Leah Litman, a law professor at the University of Michigan, said she found Judge Alito’s criticism curious. If there was any questionable conduct, she said, it was in the Texas trial, as the lead prosecutor, a coalition of anti-abortion groups known as the Alliance for Hippocratic Medicine, had taken steps to ensure that the case before a friendly judge. .
“It was noteworthy that Alito accused the federal government of bad faith in this case because it chose not to appeal the original order in the Washington case,” Professor Litman said, “when the plaintiffs in the Texas case joined Amarillo so they could elect Judge Kacsmaryk as the one to hear their request for a nationwide ban on medication abortion.”

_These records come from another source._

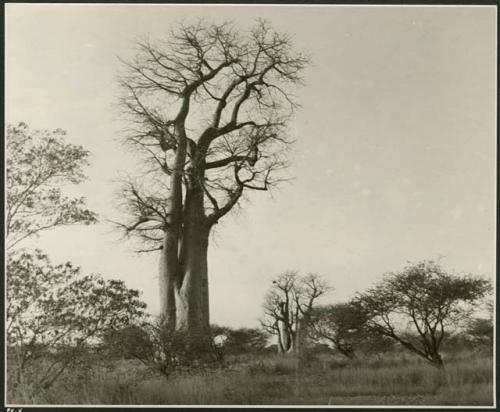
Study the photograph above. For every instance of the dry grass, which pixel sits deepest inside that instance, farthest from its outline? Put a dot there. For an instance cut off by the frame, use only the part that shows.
(275, 380)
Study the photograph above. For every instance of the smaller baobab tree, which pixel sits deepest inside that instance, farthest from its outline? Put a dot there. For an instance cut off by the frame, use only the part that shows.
(288, 307)
(341, 325)
(417, 306)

Justice Alito added that Danco, the pill’s manufacturer, would have had nothing to fear if the Supreme Court had limited the FDA’s approval of the drug while the case dragged on because, he said, the Biden administration would most likely overturn the ruling. of the court would have ignored.
“The government,” wrote Judge Alito, “has not dispelled the legitimate doubt that it would obey even an unfavorable order in these cases, much less choose to take enforcement action to which it strongly objects.”
Professor Litman said the dissent was inconsistent with the work of top Supreme Court justices. “It generally just reads like an old guy watching a lot of Fox News and ranting about how he had to pay for a blue tick,” she said.
The case now returns to the Fifth Circuit, which will hear arguments on May 17. After the case is decided, the losing side will almost certainly appeal to the Supreme Court, and the judges will then have another chance to decide whether to weigh in.
It would be a mistake to read Friday’s order as a definitive prediction of where they are headed. But there are reasons to believe that an ambitious court has become cautious.